Samantha Gitschier, the assistant animal control officer in West Tisbury on Martha's Vineyard, is seen here picking up dead cormorants. State officials say they suspect avian influenza in the recent deaths of seabirds.Kathleen Hoffman

Massachusetts environmental and health officials said Wednesday that they suspect that avian influenza is killing seabirds along the coast.

Highly pathogenic avian influenza (HPAI) very rarely infects humans, officials said, but they warned that kind-hearted beachcombers should avoid touching dead or sick birds.

“Although the risk is low, direct contact with infected birds or heavily contaminated environments can sometimes spread the disease to people. People are urged not to handle or feed any birds suspected of being infected,” Dr. Catherine Brown, state epidemiologist, said in a statement.

The virus has been detected in domestic and wild birds from Canada to Florida for the past several months, the officials said.


The coastal birds that are affected include eiders, cormorants, seagulls, ducks, and terns, officials said.

Hundreds of dead birds have recently been found on the island of Martha’s Vineyard, the Globe reported Tuesday. Officials asked people to report sick or dead birds at mass.gov/reportbirds.

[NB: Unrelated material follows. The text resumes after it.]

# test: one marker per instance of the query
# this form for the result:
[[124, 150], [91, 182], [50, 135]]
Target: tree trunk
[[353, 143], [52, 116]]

“Over the past week, Massachusetts has seen a substantial uptick in reports of dead and dying seabirds, including eiders, cormorants, and gulls,” Andrew Vitz, MassWildlife state ornithologist, said in the statement. “We are asking for the public’s help in reporting observations of sick shorebirds along the coastline. Prompt reporting will expedite testing and diagnosis in cooperation with our state and federal partners who have been monitoring HPAI for several years.”

The officials also said people should report sick or dead poultry or other domestic birds to the state Department of Agricultural Resources at 617-626-1795. The virus is often fatal to chickens, and can spread rapidly from flock to flock, the US Department of Agriculture says.

People who have to handle dead birds should wear nitrile or latex gloves, eye protection, and an N95 mask, state officials said.

Officials warned in early March that avian influenza had been detected in multiple areas of Massachusetts.